I don't think they've done it yet -- in the conclusion they say:

    The most obvious next step is to integrate a 
    DCNN into a full fledged Go playing system. For
    example, a DCNN could be run on a GPU in parallel with
    a MCTS Go program and be used to provide highly quality
    priors for what the strongest moves to consider are. Such
    a system would both be the first to bring sophisticated pat-
    tern recognitions abilities to playing Go, and have a strong
    potential ability to surpass current computer Go programs.
I agree that the integration should be exceedingly straightforward.
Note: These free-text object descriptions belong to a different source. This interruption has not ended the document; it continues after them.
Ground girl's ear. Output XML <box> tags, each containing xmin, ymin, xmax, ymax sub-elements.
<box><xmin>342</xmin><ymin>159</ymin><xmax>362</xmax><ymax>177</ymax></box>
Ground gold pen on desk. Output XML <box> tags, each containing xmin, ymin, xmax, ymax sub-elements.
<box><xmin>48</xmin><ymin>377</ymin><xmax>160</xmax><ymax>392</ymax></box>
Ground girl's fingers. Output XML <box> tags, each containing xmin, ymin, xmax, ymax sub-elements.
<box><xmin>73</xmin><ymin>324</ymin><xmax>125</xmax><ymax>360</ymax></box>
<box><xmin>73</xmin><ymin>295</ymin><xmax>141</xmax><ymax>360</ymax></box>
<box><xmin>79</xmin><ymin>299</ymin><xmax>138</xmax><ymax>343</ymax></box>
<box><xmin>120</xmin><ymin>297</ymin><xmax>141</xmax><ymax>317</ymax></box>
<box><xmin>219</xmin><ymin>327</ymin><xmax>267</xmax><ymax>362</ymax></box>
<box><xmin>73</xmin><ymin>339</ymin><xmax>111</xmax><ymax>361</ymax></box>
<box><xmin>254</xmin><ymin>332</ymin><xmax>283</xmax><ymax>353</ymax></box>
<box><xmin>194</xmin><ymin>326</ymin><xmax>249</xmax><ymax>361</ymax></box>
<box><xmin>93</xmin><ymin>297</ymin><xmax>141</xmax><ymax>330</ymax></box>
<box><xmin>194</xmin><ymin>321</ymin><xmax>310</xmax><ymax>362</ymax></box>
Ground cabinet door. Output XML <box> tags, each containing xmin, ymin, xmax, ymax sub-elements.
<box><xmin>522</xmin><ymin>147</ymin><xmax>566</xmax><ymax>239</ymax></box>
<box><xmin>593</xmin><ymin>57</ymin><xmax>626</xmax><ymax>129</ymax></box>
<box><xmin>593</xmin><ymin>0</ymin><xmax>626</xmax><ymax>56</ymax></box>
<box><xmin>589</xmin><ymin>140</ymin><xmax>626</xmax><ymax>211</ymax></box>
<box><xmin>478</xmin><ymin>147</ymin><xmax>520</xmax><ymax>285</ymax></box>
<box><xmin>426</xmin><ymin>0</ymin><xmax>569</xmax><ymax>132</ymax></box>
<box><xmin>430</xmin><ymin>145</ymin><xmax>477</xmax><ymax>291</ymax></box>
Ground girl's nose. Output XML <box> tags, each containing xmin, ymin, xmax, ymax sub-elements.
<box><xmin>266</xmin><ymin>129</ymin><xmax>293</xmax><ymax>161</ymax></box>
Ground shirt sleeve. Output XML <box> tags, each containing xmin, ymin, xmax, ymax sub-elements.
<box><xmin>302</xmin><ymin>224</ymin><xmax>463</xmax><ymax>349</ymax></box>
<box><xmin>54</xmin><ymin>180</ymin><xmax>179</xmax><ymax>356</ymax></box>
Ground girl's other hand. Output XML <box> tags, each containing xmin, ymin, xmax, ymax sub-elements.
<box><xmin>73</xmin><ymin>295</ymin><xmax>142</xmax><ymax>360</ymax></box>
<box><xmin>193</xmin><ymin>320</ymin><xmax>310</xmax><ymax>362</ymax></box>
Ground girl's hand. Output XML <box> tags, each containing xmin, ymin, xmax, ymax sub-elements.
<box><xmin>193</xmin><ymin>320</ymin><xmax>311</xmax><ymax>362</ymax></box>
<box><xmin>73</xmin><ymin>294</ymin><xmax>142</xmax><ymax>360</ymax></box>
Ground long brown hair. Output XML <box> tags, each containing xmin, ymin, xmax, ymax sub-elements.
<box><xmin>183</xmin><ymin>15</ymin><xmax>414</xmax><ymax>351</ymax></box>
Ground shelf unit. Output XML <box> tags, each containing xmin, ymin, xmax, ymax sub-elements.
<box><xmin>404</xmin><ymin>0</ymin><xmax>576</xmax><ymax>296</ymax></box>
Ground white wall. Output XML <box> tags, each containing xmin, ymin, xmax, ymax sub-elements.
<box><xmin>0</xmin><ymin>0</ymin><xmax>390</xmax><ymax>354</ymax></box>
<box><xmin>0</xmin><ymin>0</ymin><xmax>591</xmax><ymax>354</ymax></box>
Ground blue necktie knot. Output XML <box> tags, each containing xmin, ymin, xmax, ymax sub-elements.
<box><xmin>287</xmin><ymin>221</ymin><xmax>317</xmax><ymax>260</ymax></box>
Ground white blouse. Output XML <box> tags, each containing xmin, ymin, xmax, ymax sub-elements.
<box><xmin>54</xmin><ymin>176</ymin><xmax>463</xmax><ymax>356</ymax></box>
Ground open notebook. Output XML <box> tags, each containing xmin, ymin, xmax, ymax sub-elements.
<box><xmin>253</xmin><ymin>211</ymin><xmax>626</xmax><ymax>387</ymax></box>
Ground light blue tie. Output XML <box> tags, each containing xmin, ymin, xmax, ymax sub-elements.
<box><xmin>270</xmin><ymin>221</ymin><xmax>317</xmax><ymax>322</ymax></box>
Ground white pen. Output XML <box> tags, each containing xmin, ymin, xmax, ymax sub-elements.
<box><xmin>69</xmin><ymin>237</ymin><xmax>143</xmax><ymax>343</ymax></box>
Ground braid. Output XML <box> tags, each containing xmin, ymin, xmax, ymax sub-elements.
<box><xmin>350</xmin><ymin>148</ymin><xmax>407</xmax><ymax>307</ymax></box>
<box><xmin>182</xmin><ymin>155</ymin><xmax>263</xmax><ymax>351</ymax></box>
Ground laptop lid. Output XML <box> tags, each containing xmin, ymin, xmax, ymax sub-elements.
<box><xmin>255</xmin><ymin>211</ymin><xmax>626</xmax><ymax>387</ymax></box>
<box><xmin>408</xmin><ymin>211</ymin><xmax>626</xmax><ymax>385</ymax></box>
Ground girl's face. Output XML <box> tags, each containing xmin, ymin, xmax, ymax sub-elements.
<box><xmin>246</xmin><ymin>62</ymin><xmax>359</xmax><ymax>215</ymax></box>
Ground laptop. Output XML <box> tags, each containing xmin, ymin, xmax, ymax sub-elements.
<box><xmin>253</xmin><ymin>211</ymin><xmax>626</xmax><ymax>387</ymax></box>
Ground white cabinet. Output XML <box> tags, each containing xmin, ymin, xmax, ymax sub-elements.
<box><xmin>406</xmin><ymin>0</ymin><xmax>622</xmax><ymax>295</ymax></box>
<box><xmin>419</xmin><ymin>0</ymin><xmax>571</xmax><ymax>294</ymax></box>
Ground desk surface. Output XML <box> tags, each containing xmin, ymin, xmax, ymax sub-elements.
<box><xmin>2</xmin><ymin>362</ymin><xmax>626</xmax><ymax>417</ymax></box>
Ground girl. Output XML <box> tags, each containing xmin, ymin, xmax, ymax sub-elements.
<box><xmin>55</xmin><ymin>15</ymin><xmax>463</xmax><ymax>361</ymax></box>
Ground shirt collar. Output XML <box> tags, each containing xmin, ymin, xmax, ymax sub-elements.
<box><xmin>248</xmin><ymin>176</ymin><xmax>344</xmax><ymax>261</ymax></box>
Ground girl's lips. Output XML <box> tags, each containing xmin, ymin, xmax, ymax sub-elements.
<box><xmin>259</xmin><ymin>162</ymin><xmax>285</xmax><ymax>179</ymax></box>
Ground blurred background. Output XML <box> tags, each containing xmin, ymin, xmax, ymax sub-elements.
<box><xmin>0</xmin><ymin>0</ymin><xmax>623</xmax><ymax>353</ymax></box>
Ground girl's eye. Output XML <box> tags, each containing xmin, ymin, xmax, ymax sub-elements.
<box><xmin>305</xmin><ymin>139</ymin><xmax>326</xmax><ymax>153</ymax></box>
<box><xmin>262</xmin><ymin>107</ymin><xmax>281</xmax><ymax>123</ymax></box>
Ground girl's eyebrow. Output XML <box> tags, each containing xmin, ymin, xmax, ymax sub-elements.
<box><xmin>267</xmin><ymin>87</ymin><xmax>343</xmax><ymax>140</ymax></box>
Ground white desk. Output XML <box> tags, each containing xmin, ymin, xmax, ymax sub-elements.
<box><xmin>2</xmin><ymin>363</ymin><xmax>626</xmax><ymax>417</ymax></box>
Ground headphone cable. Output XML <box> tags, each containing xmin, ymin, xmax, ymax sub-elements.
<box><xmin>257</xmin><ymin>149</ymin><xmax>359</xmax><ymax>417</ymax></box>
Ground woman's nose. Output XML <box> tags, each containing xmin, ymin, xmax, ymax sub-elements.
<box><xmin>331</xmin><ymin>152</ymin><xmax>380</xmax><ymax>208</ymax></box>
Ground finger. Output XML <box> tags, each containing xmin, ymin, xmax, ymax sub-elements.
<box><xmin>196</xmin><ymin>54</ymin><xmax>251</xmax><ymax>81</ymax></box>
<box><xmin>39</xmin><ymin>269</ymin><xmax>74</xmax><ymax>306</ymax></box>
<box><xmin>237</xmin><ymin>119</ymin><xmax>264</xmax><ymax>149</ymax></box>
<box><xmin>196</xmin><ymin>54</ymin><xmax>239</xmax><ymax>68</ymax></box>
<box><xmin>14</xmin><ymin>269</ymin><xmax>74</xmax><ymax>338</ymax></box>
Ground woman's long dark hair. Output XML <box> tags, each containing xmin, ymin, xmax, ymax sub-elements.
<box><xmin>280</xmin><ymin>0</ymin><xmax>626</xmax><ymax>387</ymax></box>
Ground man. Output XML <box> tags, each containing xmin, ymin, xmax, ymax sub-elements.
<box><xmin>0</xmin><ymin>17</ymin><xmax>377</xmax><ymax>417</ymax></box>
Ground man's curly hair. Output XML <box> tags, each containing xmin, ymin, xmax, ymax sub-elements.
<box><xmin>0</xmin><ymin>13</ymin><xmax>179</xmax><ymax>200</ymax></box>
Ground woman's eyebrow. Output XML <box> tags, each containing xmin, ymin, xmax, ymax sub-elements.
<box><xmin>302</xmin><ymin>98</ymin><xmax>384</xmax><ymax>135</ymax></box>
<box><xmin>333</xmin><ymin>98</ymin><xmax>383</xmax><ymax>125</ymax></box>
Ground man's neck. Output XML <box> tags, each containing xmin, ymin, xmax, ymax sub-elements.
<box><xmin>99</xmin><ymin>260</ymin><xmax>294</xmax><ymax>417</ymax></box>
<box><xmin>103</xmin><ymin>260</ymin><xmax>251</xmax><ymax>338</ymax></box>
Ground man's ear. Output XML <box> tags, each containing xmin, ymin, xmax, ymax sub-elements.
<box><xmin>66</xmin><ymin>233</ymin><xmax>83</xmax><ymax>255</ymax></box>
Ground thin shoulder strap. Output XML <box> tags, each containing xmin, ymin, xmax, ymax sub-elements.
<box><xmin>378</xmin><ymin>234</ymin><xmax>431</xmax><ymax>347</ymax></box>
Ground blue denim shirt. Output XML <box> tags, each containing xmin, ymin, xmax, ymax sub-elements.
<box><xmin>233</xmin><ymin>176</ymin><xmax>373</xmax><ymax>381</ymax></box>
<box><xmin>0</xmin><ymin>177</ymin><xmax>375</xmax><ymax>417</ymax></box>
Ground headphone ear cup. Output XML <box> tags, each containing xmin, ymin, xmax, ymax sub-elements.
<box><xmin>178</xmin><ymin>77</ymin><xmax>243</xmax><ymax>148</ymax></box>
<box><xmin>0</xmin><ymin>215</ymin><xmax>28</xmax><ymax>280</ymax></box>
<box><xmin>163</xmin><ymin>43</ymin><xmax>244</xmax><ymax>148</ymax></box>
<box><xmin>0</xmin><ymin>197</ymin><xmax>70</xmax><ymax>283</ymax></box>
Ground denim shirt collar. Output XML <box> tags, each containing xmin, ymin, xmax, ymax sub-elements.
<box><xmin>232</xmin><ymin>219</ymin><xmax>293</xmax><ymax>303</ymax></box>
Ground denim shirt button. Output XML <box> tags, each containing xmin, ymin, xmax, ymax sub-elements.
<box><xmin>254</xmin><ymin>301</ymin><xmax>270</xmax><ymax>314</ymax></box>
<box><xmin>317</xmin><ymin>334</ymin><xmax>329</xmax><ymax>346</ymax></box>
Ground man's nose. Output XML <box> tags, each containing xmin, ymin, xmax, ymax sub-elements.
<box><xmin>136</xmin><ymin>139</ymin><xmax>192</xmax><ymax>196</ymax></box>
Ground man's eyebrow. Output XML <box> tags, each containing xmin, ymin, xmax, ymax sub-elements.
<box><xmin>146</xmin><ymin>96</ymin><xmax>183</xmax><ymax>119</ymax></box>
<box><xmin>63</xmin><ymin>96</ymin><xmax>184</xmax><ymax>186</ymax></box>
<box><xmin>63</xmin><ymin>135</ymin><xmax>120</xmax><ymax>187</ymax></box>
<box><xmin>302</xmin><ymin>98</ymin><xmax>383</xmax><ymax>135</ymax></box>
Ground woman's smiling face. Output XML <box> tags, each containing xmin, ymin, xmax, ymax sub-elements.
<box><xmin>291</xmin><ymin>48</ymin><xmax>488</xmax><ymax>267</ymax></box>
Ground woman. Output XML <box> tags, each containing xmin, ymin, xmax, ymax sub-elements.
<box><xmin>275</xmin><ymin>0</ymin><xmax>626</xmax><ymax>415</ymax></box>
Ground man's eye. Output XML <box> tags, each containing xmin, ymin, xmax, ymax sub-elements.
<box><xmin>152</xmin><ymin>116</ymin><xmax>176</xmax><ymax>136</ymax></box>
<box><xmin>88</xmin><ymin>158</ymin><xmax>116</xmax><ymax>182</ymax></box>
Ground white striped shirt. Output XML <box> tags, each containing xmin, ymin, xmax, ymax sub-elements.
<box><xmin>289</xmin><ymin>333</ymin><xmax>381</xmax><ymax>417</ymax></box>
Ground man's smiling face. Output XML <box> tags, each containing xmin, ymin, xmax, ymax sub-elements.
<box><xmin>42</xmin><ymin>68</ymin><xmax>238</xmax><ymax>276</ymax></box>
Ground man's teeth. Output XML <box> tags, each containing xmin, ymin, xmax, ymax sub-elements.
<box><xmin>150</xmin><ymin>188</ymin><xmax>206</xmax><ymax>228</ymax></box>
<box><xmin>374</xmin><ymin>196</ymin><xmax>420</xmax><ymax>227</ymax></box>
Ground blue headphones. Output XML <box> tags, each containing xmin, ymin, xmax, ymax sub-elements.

I've written MCTS implementations (though not a Go implementation -- I used it on Connect 4 and other easy-to-code games), and it seems like you'd just plug it into your already-existing bias function.

The authors didn't mention my idea about using the probability distribution output from the network to guide the random playouts, which I would also be interested in.

From the paper: " The most obvious next step is to integrate a DCNN into a full fledged Go playing system. For example, a DCNN could be run on a GPU in parallel with a MCTS Go program and be used to provide highly quality priors for what the strongest moves to consider are. Such a system would both be the first to bring sophisticated pattern recognitions abilities to playing Go, and have a strong potential ability to surpass current computer Go programs. "